Qui va tuer Grand Maman

Actualité du 10/04/2022

Écrit par Carlos Vermut à l’origine de Nina de fuego (2014), (excellent) thriller graphique et bunuélien, Abuela (Grand mère en espagnol) s’amorce à Madrid, par une séquence proprement stupéfiante, puis (coproduction oblige) met le cap sur Paris. Tu as 25 ans, tu es une vieille, assène un photographe à Susana (Almudena Amor), qu’il vient de « caster » pour un « shooting ». En pleine ascension, le mannequin apprend que sa grand-mère est hospitalisée. De retour à Madrid, elle découvre que, victime d’un AVC, l’aïeule (Vera Valdez) est désormais grabataire. En reconnaissance pour celle qui l’a élevée, Susana met sa carrière entre parenthèses afin d’organiser une prise en charge.

Abuela relève du huis clos, exercice qu’affectionne Paco Plaza. Succès planétaire, Rec (2007) lâche des zombis à l’intérieur d’un immeuble. 10 ans plus tard, l’héroïne de Veronica se calfeutre dans son logement, assiégé par des forces mortifères. Si elle demeure monnaie courante au cinéma, l’unité de lieu revêt une dimension particulière dans la cinématographie ibérique. Sous le joug franquiste (1939-1977), des cinéastes comme  Narcisso ibanez Serrador (La résidence 1970) ou Carlos Saura (Le jardin des délices 1970, Anna et les loups 1972) utilisèrent ce dispositif pour rendre compte de l’étouffement imposé par la dictature. A ce titre, surchargé de souvenirs, de photos, de bibelots, l’appartement où cohabitent Susana et sa grand-mère figure une tanière encombrée par le passé

Abuela est un film de monstre mais le monstre c’est le vieillissement. Ainsi s'exprime Paco Plaza. Le réalisateur adjoint le geste à la parole lorsqu’il s’attarde sur un corps flétri, sali, ou lorsqu’il détaille les poses d’une alèse puis d’une garniture d’incontinence. Au gré des soins et des toilettes intimes, la top model perçoit l'avenir : l’affaissement physique, la perte des facultés… . Face à son miroir, Susana arrache son premier cheveu blanc. Si le futur s’annonce, le passé ressurgit lorsqu’elle retrouve son journal intime. De page en page, il apparaît que des zones tourmentées raturent une enfance que la jeune femme s’obstine à qualifier d’heureuse.

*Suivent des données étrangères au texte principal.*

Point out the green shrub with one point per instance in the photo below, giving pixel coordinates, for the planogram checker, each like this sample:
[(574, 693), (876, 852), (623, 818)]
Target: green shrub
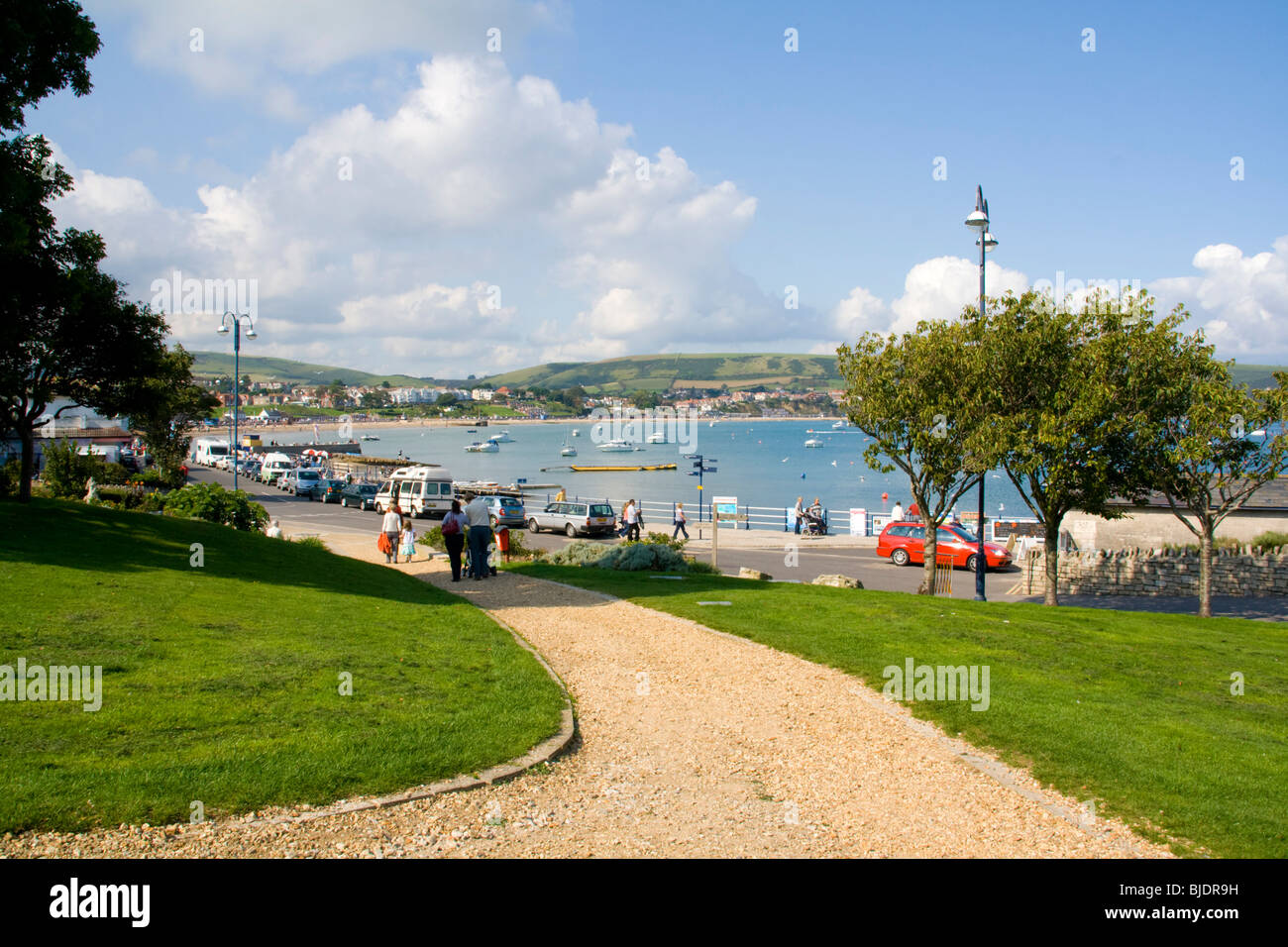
[(67, 472), (218, 505), (1270, 539)]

Plaza entr’ouvre des portes, vers la fable mémorielle, le cauchemar gériatrique, le sortilège maléfique. Au delà de l’engagement de ses deux interprètes, de sa facture qui privilégie l’atmosphère au spectaculaire, Abuela trouble et séduit par son ambivalence. Car que ce soit pour conjurer les sorcières, assouvir le passé et éloigner l’inexorable, une seule solution s’impose : Il faut tuer Grand Mère.